Estuvieron juntos varios años, el disfrute mutuo nunca mermó pero tampoco dio paso a nada más, la relación se moría en la desnudez de los cuerpos, de la desnudez de sus mentes, de sus sentimientos, de sus almas, no había nada, desconocían esa profundidad.

Se separaron por un tercero.

 Julio estuvo años sin hablarle, sin permitir que nadie se la mencionara, dejó de pasar por la calle donde ella vivía, la borró de su mente. 

Ella dejó de pensar en él, liberó el camino para lo nuevo, durante años evitó nombrarlo.
Nunca más pasó por la puerta de su casa. Hizo de cuenta que solo fueron “buena piel”.

El auto iba despacio, se notaba el intento por retrasar la despedida.
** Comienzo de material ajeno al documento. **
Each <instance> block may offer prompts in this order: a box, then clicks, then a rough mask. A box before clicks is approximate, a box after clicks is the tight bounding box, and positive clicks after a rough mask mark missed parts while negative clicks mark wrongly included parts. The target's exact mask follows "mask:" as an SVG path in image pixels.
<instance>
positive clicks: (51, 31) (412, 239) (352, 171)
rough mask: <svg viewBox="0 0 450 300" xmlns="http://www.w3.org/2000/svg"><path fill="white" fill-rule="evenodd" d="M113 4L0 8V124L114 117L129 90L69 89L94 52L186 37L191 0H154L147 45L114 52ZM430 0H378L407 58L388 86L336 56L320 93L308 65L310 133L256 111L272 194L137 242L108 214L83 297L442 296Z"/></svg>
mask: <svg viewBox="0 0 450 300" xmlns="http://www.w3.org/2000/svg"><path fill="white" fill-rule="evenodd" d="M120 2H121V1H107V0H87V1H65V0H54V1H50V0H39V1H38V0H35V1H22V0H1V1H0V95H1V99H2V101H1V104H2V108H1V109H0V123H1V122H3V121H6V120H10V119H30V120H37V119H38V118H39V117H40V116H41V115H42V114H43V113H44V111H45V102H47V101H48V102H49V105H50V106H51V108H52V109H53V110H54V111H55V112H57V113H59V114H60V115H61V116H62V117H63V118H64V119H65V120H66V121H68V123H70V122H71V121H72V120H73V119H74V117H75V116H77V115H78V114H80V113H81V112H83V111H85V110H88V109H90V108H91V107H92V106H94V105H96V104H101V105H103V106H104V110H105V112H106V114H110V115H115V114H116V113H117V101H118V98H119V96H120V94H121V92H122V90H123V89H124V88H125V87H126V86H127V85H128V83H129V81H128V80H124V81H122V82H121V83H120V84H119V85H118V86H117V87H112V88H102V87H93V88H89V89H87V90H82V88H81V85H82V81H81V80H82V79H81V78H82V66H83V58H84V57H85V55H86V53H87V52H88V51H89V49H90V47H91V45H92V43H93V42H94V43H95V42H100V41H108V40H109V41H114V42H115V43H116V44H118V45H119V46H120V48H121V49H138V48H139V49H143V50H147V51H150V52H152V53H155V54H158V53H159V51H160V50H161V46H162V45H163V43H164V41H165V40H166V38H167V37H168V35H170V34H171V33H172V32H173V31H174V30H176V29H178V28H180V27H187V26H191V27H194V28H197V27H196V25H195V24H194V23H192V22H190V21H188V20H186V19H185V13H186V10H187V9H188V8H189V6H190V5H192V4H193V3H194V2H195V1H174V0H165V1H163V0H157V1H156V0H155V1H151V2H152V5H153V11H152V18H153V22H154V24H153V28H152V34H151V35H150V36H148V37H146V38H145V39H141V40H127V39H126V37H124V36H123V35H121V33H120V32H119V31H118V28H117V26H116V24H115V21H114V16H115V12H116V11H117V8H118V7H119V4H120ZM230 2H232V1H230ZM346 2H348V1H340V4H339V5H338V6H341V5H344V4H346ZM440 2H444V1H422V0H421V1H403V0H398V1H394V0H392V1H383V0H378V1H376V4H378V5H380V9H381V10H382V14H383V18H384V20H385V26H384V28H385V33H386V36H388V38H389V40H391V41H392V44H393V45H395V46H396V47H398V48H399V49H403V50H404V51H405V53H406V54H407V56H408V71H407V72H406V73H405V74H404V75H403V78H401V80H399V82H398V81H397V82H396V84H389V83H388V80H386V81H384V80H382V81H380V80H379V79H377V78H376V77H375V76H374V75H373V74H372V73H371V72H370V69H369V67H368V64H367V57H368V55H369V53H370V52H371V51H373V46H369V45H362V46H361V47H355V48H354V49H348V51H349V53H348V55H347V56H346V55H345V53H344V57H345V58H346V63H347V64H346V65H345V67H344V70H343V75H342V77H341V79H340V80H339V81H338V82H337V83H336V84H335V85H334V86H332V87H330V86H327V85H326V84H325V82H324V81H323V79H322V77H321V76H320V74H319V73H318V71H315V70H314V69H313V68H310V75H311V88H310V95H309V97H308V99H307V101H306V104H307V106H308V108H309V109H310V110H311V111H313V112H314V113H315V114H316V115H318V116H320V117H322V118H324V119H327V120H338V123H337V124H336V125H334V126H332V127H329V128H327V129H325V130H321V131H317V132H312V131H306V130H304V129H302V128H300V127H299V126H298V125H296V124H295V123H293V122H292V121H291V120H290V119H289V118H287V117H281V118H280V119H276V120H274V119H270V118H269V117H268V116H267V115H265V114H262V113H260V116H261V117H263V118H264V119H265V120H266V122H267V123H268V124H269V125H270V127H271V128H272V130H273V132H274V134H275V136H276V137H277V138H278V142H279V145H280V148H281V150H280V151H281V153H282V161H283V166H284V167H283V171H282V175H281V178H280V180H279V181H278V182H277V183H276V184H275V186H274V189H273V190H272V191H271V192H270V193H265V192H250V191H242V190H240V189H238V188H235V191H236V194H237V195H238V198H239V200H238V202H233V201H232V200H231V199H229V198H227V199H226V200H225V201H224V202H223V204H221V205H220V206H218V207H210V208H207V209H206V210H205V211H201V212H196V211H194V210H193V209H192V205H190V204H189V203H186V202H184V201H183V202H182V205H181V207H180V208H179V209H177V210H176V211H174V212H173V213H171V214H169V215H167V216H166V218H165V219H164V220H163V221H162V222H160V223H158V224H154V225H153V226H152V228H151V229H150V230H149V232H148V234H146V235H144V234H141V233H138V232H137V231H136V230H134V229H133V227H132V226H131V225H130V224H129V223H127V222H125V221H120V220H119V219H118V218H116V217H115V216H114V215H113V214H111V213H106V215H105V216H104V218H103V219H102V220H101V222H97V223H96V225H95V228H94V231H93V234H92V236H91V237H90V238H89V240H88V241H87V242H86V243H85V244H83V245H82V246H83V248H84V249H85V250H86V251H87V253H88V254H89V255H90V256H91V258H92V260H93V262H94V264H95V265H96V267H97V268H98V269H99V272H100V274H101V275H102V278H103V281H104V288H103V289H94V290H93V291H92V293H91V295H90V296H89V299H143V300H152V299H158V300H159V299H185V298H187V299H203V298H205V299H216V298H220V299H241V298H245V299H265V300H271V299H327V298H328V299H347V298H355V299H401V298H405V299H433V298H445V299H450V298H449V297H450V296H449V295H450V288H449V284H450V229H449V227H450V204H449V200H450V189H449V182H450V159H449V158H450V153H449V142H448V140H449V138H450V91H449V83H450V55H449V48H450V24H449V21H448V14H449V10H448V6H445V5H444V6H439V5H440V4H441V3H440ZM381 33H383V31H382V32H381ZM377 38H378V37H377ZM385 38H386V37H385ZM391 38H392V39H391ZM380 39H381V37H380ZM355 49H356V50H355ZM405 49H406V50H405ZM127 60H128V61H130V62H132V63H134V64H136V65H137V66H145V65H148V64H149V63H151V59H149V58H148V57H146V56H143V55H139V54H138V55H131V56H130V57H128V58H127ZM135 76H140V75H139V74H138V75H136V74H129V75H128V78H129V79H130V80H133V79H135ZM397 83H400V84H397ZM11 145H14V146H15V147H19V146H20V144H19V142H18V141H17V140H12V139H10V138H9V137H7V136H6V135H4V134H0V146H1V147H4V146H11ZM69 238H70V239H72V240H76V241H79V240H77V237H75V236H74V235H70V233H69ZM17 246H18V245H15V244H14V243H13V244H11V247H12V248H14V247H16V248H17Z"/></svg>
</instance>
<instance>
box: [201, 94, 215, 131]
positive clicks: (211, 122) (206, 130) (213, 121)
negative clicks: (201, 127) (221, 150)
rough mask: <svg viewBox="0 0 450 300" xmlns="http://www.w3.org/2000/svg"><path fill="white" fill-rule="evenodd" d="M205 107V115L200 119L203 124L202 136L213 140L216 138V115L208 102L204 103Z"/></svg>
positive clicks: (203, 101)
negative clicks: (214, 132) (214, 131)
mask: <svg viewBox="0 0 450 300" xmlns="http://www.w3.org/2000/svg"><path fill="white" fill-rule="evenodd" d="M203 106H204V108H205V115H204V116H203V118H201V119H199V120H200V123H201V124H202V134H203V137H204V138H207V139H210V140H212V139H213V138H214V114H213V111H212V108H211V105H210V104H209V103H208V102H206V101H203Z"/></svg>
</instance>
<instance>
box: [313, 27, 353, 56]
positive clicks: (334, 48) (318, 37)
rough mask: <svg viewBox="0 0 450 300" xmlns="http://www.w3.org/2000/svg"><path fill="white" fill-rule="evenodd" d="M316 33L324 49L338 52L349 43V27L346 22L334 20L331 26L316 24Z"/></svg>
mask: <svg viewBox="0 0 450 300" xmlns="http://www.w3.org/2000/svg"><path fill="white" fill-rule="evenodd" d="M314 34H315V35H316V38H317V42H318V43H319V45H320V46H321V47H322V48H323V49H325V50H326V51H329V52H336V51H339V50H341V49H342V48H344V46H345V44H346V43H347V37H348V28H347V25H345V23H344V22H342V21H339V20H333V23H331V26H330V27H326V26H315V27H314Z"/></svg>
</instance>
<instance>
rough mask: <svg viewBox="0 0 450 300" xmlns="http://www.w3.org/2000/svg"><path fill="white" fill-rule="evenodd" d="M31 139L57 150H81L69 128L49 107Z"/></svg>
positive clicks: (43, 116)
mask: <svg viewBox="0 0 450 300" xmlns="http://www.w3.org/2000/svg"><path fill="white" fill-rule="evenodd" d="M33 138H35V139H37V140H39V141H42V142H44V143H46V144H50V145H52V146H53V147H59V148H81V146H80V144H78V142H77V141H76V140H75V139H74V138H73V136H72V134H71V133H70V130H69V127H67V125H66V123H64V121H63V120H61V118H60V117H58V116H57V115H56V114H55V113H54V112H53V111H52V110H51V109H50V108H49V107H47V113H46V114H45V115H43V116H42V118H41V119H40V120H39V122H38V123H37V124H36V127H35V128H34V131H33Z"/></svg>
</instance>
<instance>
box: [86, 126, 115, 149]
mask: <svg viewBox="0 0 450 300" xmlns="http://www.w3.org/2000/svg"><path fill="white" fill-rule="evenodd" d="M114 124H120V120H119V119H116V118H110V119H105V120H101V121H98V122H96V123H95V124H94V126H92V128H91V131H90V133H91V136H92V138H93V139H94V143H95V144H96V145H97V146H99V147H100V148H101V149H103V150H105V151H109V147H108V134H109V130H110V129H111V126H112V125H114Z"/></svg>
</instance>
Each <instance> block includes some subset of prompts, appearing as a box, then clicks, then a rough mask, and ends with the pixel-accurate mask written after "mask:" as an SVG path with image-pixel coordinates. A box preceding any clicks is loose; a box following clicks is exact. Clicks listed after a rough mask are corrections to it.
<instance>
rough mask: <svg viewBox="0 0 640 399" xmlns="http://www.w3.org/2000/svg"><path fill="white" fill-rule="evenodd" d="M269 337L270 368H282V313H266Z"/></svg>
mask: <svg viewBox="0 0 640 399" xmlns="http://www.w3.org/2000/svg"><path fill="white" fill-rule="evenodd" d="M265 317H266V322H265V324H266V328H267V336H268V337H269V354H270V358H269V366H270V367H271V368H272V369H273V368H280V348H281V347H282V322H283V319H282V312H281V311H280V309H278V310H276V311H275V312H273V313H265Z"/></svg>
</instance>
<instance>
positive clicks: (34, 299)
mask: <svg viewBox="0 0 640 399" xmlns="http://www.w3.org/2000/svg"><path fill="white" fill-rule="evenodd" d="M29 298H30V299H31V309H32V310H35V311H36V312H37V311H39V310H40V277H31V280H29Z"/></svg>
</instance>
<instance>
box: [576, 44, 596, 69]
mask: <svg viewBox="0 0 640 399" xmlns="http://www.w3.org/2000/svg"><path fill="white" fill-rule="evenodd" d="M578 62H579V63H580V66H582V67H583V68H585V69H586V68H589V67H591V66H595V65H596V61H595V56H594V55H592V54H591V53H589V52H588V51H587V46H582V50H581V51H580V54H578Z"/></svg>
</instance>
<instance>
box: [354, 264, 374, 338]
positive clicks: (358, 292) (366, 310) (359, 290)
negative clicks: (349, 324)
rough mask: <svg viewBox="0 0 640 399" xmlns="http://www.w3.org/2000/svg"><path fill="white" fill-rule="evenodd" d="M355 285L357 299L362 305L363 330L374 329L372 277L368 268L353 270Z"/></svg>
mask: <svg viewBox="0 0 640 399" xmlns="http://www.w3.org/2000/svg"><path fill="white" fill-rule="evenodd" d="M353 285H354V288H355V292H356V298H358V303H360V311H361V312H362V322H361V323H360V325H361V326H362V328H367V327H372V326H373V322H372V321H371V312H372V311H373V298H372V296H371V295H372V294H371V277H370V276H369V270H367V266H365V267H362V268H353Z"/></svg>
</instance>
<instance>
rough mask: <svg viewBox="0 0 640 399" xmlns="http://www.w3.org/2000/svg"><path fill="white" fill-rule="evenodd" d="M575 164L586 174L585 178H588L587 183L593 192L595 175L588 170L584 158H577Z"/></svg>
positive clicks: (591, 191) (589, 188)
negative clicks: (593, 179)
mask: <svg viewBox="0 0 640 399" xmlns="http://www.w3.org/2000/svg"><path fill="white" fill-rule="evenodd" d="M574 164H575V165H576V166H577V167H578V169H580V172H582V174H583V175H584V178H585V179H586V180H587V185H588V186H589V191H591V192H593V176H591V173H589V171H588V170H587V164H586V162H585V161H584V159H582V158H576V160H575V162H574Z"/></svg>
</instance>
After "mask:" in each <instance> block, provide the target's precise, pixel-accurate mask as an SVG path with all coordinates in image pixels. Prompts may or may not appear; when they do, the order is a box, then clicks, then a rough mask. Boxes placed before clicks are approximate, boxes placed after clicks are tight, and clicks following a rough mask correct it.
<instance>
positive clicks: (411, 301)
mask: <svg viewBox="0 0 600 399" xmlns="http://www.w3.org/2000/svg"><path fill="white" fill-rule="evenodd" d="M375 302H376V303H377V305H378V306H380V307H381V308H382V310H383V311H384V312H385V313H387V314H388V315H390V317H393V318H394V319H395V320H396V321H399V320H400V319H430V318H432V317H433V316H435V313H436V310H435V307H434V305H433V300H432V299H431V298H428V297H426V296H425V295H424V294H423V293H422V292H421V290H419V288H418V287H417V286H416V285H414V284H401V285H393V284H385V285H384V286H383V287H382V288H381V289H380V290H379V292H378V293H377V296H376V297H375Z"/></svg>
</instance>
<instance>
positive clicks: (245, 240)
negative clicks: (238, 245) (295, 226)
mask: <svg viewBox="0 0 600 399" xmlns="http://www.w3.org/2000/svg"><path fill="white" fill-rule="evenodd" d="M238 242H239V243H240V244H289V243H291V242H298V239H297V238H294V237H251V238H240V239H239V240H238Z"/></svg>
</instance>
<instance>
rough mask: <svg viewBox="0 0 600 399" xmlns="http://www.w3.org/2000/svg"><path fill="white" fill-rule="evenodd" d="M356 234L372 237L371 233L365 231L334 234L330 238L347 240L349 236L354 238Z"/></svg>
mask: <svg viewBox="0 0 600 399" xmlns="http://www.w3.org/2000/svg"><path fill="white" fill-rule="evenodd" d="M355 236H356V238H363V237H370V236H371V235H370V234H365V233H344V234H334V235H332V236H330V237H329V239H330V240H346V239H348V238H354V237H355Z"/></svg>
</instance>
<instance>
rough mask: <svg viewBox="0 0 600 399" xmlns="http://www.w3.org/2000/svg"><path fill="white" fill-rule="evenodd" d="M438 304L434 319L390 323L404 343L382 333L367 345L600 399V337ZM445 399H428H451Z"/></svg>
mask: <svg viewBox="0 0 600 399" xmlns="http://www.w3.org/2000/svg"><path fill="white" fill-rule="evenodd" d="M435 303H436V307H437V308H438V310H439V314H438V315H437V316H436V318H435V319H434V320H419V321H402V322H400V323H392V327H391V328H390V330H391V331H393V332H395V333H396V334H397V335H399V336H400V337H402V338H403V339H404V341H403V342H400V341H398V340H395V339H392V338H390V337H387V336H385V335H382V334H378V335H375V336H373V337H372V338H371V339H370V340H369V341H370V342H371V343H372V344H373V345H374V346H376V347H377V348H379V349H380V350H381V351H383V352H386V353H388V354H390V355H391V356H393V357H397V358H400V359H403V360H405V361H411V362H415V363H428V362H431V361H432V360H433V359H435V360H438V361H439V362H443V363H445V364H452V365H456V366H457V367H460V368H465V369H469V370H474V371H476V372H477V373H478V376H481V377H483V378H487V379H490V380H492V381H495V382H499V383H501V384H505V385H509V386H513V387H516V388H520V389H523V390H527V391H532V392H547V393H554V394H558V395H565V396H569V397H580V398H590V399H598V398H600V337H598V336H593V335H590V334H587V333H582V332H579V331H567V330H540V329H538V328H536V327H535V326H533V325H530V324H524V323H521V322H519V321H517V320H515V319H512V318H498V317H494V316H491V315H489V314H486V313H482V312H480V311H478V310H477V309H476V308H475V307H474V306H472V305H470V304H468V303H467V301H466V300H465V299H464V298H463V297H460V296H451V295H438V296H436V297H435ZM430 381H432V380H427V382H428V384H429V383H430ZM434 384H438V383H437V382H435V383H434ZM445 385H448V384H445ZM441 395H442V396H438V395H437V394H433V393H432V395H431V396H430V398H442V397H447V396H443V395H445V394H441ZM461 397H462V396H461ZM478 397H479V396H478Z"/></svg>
Conversaban sobre el presente, sobre la crianza de los hijos.

Amelia tenía una niña de 14 años, Julio un varón de 15 y otro de 12.

Ambos estaban recientemente separados.

En una calle de Boedo, Julio frenó el auto, giró su cuerpo en torno a Amelia, su mano se apoyó en el hombro de ella, Amelia lo miró a los ojos, ambos respiraban agitados, ansiosos, Julio abrió su boca, quería decirle, tenía la enorme necesidad de decirle que ella lo había roto, que su amor propio se había destruido al verla con otro hombre, que nunca pudo odiarla, ella adivinando, sabiendo, sujetó fuerte su mano y le pidió perdón, por años había sentido la enorme necesidad de abrazarlo nuevamente.
Sus cuerpos, como imantados por una fuerza extraña, se entrelazaron con fuerza.

Había comenzado a llover, casi no se veía la calle, el vapor dentro del auto hacía que sus cabellos estuvieran mojados, tenían calor, estaban tan fusionados que se les hacía imposible imaginarse separados.
Se besaron en el cuello, se mordieron, las orejas fueron recorridas con ávidas lenguas y embestidas con palabras cargadas de erotismo.
Con la velocidad exacta, del que sabe disfrutar, se besaron, sonreían, se miraban, movían la cabeza incrédulos y volvían a morderse los labios.

Esa callecita oscura de Boedo, bajo una copiosa lluvia, con el sonido de los autos rompiendo charcos, mezclado con el de dos cuerpos ardiendo de deseo, fue el escenario perfecto para que aquella ecuación difícil, al fin descubriera su resultado.

El auto arrancó.

Amelia lo miró partir desde la puerta de su casa.

Con el tiempo Julio volvió con su esposa, Amelia conoció a un hombre más joven con el que vive una relación “moderna”, como le gusta llamarla.

Amelia y Julio no volvieron a verse, prefirieron evitar que las afiladas espinas de la cercanía, acabaran matando su pasión.